True/False question about simmetrical bilinear forms

Question

Let $V$ be a finite dimensional vector space of dimension $n$ equipped with a symmetrical bilinear form. If for every subspace $W \not= {0}$ of $V$, $\dim W^{\perp} > \dim V - \dim W$ then the bilinear form $\phi$ is $\phi = 0$. Is that true? Any thoughts? It was an exercise in one of the past papers of my professor, but I can't get my head around it.

Answer 1

I think I solved it. (I realise it is pretty dumb to answer your own question, but whatever; it may work even to check if my reasoning is right).
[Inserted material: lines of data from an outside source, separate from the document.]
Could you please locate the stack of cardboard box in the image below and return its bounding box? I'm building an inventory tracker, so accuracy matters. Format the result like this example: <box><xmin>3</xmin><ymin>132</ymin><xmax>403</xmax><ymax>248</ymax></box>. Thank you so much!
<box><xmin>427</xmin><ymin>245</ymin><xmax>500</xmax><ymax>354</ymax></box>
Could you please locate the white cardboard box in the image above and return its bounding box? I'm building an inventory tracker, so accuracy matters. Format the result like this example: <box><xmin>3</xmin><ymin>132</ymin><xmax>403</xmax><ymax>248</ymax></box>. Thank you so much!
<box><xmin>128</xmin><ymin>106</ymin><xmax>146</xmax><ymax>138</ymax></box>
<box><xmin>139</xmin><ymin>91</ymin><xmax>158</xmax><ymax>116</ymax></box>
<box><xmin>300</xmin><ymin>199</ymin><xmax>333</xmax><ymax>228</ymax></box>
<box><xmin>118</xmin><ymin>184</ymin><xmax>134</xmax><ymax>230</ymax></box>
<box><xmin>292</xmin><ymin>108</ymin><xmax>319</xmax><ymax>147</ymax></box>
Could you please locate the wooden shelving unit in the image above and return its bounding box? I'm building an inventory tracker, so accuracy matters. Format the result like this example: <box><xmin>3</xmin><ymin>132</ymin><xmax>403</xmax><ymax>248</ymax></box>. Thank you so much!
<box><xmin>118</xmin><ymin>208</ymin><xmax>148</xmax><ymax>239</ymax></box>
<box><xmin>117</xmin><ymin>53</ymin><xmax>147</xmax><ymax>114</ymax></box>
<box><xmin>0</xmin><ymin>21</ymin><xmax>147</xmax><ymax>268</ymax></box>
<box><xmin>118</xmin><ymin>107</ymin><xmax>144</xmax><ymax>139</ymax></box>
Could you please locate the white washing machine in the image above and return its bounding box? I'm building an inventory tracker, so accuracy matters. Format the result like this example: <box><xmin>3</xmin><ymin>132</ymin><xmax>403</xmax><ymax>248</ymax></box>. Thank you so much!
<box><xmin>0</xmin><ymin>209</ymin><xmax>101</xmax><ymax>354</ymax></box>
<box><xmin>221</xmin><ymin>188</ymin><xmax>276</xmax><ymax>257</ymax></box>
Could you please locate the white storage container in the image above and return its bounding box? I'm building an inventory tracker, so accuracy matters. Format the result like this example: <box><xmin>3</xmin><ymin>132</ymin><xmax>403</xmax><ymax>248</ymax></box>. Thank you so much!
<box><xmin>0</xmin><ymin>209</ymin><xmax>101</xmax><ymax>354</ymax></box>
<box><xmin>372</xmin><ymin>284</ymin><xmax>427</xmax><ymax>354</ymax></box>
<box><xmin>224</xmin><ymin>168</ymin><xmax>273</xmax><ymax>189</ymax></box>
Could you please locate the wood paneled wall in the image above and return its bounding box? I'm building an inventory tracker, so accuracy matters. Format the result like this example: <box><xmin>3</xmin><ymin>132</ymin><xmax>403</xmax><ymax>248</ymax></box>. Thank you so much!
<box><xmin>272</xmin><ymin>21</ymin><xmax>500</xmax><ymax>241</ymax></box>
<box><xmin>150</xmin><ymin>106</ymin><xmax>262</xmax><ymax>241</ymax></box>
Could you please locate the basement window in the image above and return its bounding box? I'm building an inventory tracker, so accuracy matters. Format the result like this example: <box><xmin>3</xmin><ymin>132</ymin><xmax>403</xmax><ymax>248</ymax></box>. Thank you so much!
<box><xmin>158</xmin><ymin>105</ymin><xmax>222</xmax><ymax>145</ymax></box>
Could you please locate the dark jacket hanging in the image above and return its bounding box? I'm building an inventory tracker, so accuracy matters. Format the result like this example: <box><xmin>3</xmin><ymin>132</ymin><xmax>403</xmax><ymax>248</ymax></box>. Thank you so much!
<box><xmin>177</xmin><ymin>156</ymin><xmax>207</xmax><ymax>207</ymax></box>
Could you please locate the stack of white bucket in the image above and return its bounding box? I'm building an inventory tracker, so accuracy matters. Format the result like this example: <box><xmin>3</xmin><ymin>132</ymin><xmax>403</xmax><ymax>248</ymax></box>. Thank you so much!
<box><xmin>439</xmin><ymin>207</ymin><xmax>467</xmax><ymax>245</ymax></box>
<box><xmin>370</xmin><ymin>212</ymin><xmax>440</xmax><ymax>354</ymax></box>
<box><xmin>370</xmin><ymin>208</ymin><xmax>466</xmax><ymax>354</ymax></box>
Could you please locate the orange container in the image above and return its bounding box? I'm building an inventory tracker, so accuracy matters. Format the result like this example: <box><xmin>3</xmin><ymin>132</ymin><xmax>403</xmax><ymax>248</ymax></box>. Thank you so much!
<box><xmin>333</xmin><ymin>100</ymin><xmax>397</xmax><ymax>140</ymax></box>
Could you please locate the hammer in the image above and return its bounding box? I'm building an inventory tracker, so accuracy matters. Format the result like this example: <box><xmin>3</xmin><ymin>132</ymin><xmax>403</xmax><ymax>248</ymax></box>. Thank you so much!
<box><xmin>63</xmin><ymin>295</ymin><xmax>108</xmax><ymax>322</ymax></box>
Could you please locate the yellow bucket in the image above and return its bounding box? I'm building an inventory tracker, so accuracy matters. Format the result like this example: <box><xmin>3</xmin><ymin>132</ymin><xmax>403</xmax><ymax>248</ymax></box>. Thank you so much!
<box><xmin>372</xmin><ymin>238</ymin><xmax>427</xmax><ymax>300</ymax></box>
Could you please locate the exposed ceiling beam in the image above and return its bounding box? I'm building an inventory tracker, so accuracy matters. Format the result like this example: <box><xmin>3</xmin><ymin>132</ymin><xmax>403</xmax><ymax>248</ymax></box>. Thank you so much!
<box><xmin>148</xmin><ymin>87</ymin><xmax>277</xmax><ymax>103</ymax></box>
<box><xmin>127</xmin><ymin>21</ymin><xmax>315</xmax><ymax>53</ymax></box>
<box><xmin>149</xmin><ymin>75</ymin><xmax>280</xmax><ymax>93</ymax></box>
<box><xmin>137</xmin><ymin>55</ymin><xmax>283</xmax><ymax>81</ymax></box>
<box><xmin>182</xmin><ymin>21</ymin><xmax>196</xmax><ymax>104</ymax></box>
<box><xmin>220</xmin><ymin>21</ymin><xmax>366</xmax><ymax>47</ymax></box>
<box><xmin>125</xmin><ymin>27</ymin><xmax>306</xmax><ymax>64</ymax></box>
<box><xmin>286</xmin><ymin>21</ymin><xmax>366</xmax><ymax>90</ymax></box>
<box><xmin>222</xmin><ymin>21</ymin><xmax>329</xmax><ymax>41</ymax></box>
Now, let's call $n $ the dimension of $V$. Let $B = {v_{1},...,v_{n}}$ be a base of $V$. If $B$ is a base, then every vector $v\neq0$ (in case $v=0$ the claim is trivial) can be written as a linear combination of the elements of the base. $$v = {a_{1}v_{1} +...+ a_{n}v_{n}}$$ Now let $W=span(v)$. This subspace has obviously dimension 1. Our hypothesis says that $\dim W^{\perp} > \dim V - \dim W$ so $\dim W^{\perp}=n$. But then $W^{\perp}=V$. So the claim is true.